Early movers gain advantage in NZ transition to CCR
The New Zealand Comprehensive Credit Reporting (CCR) landscape has had longer to mature compared to the Australian CCR landscape, with many lenders in NZ sharing and using CCR data from as early as 2015. Currently, around 50% of consumer lending data is being shared by credit providers in New Zealand. However, even with the significant head start, some major lenders in NZ are still yet to begin the transition to CCR.
Analysis by Equifax has shown that those lenders not participating in CCR have suffered from increased adverse selection over the last twelve months, as participating lenders have become active in using the new information.
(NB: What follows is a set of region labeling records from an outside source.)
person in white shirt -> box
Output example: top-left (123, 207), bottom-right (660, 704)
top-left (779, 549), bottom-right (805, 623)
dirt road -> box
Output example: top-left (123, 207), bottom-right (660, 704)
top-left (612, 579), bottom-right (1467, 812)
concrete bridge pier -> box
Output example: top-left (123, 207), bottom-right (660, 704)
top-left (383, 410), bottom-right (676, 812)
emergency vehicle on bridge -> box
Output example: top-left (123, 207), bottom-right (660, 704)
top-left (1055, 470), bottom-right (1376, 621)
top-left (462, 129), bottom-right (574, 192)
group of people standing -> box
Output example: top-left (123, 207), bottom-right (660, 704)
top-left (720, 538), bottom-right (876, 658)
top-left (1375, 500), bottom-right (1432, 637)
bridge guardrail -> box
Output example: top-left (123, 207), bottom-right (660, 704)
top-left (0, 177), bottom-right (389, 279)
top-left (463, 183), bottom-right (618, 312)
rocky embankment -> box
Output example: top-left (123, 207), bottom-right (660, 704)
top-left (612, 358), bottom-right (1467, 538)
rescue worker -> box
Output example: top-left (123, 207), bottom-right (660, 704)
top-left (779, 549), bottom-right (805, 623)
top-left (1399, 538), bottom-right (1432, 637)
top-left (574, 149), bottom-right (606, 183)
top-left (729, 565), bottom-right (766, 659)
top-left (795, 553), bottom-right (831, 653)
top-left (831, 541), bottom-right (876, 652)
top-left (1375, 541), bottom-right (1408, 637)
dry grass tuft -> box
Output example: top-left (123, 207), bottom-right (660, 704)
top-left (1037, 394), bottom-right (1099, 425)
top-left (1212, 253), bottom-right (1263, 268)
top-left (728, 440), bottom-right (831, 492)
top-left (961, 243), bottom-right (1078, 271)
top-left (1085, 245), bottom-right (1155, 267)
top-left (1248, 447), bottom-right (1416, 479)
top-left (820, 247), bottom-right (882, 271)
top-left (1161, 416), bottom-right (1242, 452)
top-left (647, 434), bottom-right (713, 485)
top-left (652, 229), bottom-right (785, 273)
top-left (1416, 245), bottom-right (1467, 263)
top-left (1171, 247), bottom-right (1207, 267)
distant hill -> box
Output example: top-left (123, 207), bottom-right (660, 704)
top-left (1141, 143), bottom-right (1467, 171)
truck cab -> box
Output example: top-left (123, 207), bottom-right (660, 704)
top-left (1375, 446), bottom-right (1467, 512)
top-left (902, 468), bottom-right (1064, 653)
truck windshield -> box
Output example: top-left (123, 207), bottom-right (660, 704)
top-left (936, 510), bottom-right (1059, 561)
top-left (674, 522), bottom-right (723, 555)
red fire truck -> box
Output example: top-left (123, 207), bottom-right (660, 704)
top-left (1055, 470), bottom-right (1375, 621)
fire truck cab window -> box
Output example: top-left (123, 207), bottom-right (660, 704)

Evidence shows that the average positive credit score (to which the non-participating lenders are blind) has decreased by around 15-20 points while negative scores have remained stable over the same period.
Because of the lag between loan origination and default, it is likely that the non-participating lenders will not have visibility of the increase in risk for up to twelve months. Equifax modelling on the impact of adverse selection suggests that default rates could increase by up to 25% (eg 1.00% to 1.25%) depending on the internal credit processes deployed by the lender.
This evidence from New Zealand reinforces the theoretic game theory analysis conducted by Equifax and reported in the Australian Banking & Finance Magazine in 2014.
Whilst adoption of CCR has been slower than expected in Australia, the evidence from the New Zealand market shows that early movers can still gain a relative advantage, whilst laggards are exposed to a heightened risk of adverse selection.